I’m running my poller on CentOS 7.4, PHP 7.2, using SNMPv3 exclusively (AES/SHA), using a read-only iDrac user, firmware 2.50 and 2.40
iDRAC6 - FW 1.98 / 1.96 / 2.85
only Global Status is working
iDRAC7 - FW 2.50.50.50 / 2.21.21.21 / 1.57.57
52-55 sensors working
iDRAC8 - FW 2.30.30.30 / 2.50.50.50 / 2.41.40.40
56-73 sensors working
Finally managed to catch it in the act of failing - after tuning every tweakable option I could and reducing how often OpenManage does its own checks, it now happens a handful of times per day.
I think what is happening from the trace is that the iDrac module is mostly responding to stuff, but occasionally drops a request for some unknown reason - likely load related.
When this happens, LibreNMS appears to either blank the value (sysloc/sysname/etc.) or if it’s a sensor, set it to critical.
So LibreNMS doesn’t appear to be at fault, but perhaps it’s more sensible not to update values if there’s a timeout? Either globally, or with a “this device is flakey” option?
Apologies for the thread necromancy, but after years of trying to solve this problem, I finally found the root cause, and this thread is one of the first ones that pops up if you search for intermittent iDRAC problems with LibreNMS.
iDRAC 6 and up have a rate-limiting firewall rule enabled by default that cannot be configured through the WebUI (except on iDRAC 9, and even then, it’s buried in the menus and disguised as the automatic lockout feature for password retries)
to fix this, SSH into your iDRAC (or use racadm on the host’s OS) and run the following:
racadm set iDRAC.IPBlocking.BlockEnable Disabled
Your SNMP queries will no longer sometimes time out.
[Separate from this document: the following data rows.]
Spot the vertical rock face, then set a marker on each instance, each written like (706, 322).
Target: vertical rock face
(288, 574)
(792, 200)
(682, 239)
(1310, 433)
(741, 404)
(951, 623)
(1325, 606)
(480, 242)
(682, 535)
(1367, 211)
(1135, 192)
With this enabled, the iDRAC will throttle SNMP queries to around 3 per second sometimes, but not always. With it disabled, it does not.
It took an absolutely ludicrous amount of effort to get this answer from Dell, and even after months of back and forth they still won’t directly admit that this switch controls more than just the failed password lockout.
Not trying to be a pain, but as I also had the issue, I decided to run racadm get iDRAC.IPBlocking to see all of the attributes available and got this:
I think to be more security concious, you might want change the RangeAddr’s to whatever IP your logger is at, change the RangeMask if necessary, and then RangeEnable the proper range. You can also edit the FailCount, FailWindow, and PenaltyTime. BlockEnable=Disabled is great in a test environment, but probably not the best idea for production.